When I was a teenager in the mid 1960s my friends and I were all caught up in the fashions and music of the times. We lived in a remote area,  money wasn’t plentiful and as we were still at school we didn’t have spending money apart from a bit of pocket money.

The latest single (known as a 45) was saved up for or, if you had a birthday coming, up you might be bought it as a present. At home, my dad bought a reel to reel tape recorder, I remember it was a Grundig TK14. We used to tape pop songs from the radio (I believe it was illegal but we didn’t know that) by holding the microphone near to the speaker of the transistor radio. The quality must have been terrible but we were happy! You had to be smart on the record button to make sure you didn’t get the presenter’s voice at the beginning and end of the song.

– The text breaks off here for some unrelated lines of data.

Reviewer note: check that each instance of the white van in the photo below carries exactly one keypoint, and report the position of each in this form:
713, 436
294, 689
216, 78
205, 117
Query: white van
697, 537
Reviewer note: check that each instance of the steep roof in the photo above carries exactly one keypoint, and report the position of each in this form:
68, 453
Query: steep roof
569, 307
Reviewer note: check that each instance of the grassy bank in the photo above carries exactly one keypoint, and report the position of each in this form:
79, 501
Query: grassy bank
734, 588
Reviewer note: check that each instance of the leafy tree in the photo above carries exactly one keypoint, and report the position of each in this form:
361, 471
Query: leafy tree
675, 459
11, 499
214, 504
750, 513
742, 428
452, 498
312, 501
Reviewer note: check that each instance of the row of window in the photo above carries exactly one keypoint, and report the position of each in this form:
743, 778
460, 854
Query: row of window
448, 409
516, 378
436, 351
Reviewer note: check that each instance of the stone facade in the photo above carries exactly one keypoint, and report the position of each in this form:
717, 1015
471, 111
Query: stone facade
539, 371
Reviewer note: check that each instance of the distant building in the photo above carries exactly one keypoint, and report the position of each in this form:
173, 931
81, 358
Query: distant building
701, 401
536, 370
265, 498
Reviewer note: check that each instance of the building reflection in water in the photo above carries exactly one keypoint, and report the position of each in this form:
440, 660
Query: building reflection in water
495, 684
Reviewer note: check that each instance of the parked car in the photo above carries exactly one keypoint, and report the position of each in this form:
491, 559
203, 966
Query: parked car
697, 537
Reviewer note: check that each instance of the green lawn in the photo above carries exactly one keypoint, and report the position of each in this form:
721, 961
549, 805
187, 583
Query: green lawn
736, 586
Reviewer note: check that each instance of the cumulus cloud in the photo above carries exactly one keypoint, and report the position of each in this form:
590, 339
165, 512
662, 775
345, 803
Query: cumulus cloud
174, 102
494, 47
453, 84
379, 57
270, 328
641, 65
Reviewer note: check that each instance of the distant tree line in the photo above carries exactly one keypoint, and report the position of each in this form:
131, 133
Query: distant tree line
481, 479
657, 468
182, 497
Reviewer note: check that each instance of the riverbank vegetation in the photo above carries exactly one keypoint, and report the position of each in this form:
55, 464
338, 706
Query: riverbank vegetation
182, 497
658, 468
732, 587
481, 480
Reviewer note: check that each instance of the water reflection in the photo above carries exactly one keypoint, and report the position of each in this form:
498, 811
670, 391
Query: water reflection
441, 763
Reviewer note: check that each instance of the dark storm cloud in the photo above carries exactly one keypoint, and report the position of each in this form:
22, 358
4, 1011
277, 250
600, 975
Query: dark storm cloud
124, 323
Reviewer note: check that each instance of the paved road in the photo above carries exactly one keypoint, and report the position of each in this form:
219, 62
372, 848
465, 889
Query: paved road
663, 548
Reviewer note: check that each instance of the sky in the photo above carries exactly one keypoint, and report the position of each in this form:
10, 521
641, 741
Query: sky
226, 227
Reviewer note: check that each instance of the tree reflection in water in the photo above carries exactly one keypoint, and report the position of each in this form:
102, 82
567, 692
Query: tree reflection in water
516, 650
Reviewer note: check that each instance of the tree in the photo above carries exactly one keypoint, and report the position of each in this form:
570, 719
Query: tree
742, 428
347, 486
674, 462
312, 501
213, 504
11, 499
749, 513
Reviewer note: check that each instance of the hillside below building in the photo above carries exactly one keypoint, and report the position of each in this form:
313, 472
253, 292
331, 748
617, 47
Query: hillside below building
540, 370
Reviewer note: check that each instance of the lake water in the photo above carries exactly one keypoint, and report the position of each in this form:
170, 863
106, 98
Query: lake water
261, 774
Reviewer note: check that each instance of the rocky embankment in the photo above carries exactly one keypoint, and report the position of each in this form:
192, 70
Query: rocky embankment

dansette01      TK14 good pic

My brother, sister and I used to have fun pretending to be radio presenters and putting our own commentary on the tape in between songs.

I loved Honey magazine and used to read each issue cover to cover many times. My mum was an excellent knitter and sewer and made most of our dresses, jumpers and cardigans. Once I spotted a delightful green dress in my magazine and showed it to my mum. She copied it for me by combining three different dress patterns and I was SO proud of it! I think I wore it all the parties and dances I went to that year. The picture and the patterns aren’t the actual ones but similar.

green dress                    Dress5                         mccalls-8755

I had a lovely pair of cream T-Bar shoes for best which I wore throughout one year with a camel coloured A-line dress. The following year camel was out and turquoise was big so I bought a Lady Esquire shoe dye and dyed the shoes turquoise. My sister and I also used to use Dylon dyes to give clothes a new look.

60s shoes                                     shoe dye

One winter, when capes were in fashion, I longed for one. My mum had an old policeman’s cape which had belonged to my dad’s policeman brother. She cut it down for me, put new fastenings on it and lined it with emerald green satin from one of her old dance dresses. I thought it was fabulous!